What exactly is the problem with “could”?  The problem is the truth value of sentences containing it.  “Unicorns could live anywhere at all,” seems to be asserting the truth of the intended proposition just like any other statement, but if the characteristic function for the truth value of counterfactuals in the actual world exists, it is inaccessible.  It’s not that we don’t know the graph of the relevant function because cataloging all the things of such and such a class along with their truth conditions is impractical or would take an infinite amount of time--it’s that such a process can’t even begin for the class of non-actualized possibilities.  Therefore, semanticians trying to hang out in some kind of formalistic limbo will have to take a metaphysical stance on the nature of semantic practice to work out the meaning of counterfactuals and by extension the meaning of “at all”.

I see a few options for rendering “at all” meaningful.

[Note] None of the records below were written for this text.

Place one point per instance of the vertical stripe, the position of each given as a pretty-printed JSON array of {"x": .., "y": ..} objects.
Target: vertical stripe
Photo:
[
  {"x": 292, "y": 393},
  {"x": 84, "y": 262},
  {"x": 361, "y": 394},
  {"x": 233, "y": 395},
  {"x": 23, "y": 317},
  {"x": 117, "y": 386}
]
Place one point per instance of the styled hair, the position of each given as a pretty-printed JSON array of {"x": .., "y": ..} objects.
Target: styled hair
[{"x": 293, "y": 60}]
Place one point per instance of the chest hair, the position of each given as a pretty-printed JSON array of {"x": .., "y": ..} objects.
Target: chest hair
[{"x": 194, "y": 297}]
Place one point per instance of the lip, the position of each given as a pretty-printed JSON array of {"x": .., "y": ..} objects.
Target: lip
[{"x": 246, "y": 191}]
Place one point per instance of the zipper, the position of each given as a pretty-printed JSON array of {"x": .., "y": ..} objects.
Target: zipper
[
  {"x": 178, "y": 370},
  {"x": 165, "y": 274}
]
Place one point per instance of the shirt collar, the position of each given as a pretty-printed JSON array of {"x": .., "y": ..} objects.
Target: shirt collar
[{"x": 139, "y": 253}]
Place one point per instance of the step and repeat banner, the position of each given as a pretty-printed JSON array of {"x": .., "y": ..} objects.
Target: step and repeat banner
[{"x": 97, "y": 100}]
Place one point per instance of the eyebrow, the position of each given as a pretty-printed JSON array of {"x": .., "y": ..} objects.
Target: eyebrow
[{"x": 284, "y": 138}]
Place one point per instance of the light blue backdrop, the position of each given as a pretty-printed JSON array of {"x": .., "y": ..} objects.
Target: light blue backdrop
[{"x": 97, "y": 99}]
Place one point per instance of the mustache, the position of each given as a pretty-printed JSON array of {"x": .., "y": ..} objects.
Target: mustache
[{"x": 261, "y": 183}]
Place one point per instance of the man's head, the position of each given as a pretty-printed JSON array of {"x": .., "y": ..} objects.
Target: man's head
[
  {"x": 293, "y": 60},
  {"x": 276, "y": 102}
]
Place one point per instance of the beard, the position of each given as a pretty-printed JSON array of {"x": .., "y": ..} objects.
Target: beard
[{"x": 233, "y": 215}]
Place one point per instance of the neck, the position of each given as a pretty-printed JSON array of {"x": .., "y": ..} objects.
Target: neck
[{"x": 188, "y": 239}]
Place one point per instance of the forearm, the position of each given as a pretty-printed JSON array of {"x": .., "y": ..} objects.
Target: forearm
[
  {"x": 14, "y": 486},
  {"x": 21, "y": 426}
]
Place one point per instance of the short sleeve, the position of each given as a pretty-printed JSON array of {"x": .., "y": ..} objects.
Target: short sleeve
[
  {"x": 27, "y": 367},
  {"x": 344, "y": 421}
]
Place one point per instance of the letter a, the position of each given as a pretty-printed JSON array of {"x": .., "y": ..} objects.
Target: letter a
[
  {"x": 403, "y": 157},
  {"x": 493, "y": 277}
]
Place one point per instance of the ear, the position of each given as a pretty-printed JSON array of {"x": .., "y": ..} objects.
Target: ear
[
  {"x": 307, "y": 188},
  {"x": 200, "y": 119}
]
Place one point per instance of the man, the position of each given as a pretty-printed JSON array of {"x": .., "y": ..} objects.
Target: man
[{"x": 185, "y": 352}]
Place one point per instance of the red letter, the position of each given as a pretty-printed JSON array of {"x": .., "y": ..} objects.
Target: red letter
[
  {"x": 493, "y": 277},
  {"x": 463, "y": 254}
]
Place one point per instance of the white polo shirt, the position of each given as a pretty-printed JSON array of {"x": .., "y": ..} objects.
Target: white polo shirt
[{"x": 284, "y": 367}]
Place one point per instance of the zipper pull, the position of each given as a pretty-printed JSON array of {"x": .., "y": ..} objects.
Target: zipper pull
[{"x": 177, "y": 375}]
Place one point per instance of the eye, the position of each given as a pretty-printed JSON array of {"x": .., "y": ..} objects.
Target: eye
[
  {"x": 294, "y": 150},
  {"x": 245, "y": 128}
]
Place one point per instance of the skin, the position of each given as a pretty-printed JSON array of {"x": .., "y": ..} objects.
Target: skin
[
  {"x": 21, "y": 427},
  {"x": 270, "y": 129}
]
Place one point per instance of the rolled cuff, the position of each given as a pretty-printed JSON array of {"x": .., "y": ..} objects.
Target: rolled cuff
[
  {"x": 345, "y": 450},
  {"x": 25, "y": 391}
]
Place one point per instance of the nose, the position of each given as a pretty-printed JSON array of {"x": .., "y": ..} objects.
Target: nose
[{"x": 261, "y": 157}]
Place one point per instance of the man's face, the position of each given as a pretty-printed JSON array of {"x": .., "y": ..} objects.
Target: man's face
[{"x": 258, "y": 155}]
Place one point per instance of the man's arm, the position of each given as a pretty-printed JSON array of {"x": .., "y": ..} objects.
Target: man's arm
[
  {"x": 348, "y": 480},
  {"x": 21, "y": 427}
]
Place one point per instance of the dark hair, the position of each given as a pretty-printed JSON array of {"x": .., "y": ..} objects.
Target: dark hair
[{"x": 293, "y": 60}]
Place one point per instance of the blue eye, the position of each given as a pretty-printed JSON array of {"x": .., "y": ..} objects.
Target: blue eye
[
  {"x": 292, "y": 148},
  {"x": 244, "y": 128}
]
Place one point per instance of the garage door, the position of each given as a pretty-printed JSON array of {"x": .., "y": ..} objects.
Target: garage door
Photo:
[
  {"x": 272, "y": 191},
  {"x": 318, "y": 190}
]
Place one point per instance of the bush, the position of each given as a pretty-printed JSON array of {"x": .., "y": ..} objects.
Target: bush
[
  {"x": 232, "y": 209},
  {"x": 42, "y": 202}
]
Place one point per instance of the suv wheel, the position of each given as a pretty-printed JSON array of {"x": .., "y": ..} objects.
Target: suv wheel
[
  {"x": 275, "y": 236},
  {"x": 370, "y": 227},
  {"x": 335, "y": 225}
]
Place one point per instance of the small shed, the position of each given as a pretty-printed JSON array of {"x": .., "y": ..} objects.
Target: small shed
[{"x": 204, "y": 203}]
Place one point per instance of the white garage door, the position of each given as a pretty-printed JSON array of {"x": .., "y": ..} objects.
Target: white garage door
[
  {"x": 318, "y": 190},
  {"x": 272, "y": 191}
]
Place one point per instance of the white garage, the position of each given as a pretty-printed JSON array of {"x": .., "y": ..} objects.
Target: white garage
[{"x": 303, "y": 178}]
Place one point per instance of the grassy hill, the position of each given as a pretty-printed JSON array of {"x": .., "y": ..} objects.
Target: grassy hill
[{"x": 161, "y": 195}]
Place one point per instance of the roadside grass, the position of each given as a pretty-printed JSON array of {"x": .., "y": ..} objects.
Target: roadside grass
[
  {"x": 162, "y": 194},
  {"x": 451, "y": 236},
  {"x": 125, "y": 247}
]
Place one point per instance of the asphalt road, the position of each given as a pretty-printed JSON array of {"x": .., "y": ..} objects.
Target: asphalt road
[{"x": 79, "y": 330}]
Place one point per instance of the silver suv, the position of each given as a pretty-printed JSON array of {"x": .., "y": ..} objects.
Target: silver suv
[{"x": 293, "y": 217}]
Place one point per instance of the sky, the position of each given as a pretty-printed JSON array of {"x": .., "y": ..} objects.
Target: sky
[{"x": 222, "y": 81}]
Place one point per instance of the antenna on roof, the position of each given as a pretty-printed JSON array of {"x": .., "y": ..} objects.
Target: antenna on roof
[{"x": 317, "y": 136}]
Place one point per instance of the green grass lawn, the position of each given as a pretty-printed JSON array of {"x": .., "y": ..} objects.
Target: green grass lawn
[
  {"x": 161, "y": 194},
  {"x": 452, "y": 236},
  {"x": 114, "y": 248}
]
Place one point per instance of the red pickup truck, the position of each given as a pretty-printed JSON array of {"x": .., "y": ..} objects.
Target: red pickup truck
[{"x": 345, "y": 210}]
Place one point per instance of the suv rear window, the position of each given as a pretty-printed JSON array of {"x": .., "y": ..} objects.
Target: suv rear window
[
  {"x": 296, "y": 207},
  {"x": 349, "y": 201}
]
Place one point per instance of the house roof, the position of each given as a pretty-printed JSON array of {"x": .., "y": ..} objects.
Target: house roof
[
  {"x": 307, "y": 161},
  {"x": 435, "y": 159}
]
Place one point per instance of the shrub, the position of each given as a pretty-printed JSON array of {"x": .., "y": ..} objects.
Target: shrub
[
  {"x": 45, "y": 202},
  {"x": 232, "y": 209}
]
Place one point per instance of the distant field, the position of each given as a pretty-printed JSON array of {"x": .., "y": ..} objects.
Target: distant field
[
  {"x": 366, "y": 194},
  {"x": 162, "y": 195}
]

  • Platonism (aka “the lazy way out”): the sentence has a truth value of true or false and the characteristic function exists mind-independently.  “Unicorns could live anywhere at all” means that the proposition to which it refers exists in Plato’s heaven.  It doesn’t matter that we can’t know the function’s graph; we can employ the function intentionally anyway.
  • Modal realism: the sentence has a truth value of true or false and the characteristic funciton exists mind-independently.  “Unicorns could live anywhere at all” means that for every place in the actual world there exists a possible world containing a counterpart of that place and at least one unicorn lives in it.  As above, we can use the function without being able to know its graph.
  • Conceptual semantics: much like modal realism, but fully mind-dependent.  “Unicorns could live anywhere at all” means that the pluriverse existing representationally in the mind of the speaker is such that the modal realistic interpretation is represented as true (and no relationship to a mind-independent pluriverse is relevant).
  • Intuitionism: the truth value needn’t be either “true” or “false”, in which case we get to keep sober realism and counterfactuals are unproblematic.  Obviously, this would mean a complete overhaul of semantics to account for a non-finite t domain.  I say we go for it.  Any takers?